Marx had said, “Religion is the opium of the masses.” Borrowing his phraseology, I ask myself: is secularism the opium of the nations, in the sense that once they consume it, they necessarily forget everything else about themselves?
Clearly there are many in India who believed this to be the case. I immediately think of Pandit Nehru’s well-known disapproval of and resistance to India’s civilizational project of reconstructing the Somnath Temple.
Nehru probably expected secularism to act like opium to get Indians delusional so that they abandon any expectation of looking towards their own state for their civilizational rejuvenation.
This Nehruvian expectation was symptomatic of the malaise that eventually came to grip the psyche of the established or aspiring secularists in India.
I am tempted to mention a personal recollection of a college junior in Delhi University, an aspiring ‘secularist’, whispering into my ears his discomfort with the act of lighting a ‘non-secular’ diya (oil lamp) to inaugurate an official function in a ‘secular’ space like a public university in India.

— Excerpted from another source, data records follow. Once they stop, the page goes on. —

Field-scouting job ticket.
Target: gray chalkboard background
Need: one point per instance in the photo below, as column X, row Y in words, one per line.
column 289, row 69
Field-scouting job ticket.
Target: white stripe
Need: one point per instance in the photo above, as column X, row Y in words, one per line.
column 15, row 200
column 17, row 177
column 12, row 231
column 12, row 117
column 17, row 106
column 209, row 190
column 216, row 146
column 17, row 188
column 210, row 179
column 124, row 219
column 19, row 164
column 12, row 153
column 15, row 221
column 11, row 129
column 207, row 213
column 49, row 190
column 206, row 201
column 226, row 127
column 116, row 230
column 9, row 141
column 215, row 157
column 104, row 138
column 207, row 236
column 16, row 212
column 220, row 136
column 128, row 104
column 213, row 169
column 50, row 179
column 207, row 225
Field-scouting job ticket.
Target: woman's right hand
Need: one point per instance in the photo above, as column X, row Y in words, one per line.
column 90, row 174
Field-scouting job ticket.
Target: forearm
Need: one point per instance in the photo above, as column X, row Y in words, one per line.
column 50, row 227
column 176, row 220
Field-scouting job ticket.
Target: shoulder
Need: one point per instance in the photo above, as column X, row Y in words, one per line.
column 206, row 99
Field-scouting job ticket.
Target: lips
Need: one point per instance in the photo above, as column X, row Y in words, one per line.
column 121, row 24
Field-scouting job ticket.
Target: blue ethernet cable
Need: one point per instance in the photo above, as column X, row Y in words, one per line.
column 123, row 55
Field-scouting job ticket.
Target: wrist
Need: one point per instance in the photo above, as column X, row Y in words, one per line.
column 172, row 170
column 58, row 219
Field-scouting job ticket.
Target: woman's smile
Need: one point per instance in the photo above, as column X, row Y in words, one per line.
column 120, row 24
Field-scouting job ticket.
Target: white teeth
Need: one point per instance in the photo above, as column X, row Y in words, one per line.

My case is that if secularism is reduced to an agent that de-roots people from their culture, history and from their past and from things people believe define them, practicing secularism would become an unsustainable endeavor (not only in India but the world over).
Secularism, as a value, has to live with other values cherished by people constituting themselves as a nation.
In the more immediate context of the debate generated by the amendments to the Citizenship Act passed by the Parliament, I would say the following.
In order to contribute to saving secularism from becoming a self-defeating phenomenon in Dharmic Secular India, it is imperative that we see Indian secularism as accommodative of India’s obligation to remain vigilant and responsive to the concerns of the people of Dharmic backgrounds living in hostile political or social environments.
This responsibility becomes even more particular and acute when we speak about accommodating the persecuted minorities of Indian Dharmic background living in Pakistan and Bangladesh who, but for their circumstantial compulsions in 1947, should have been in India as part of the partition arrangement.
Therefore, principally I support amending the Indian Citizenship Law in a manner that attempts to move towards an explicit acknowledgment of India’s responsibility in this regard.
Finally, before I close, let me also briefly state my position on whether the inclusion of Christians and Parsis in the recent amendments impacts the compatibility of the action with the principle of secularism.
I believe India’s secular credentials do not get compromised because it cares for those non-Muslim communities whose existence remains in continuous jeopardy as a consequence of the communal partition of India.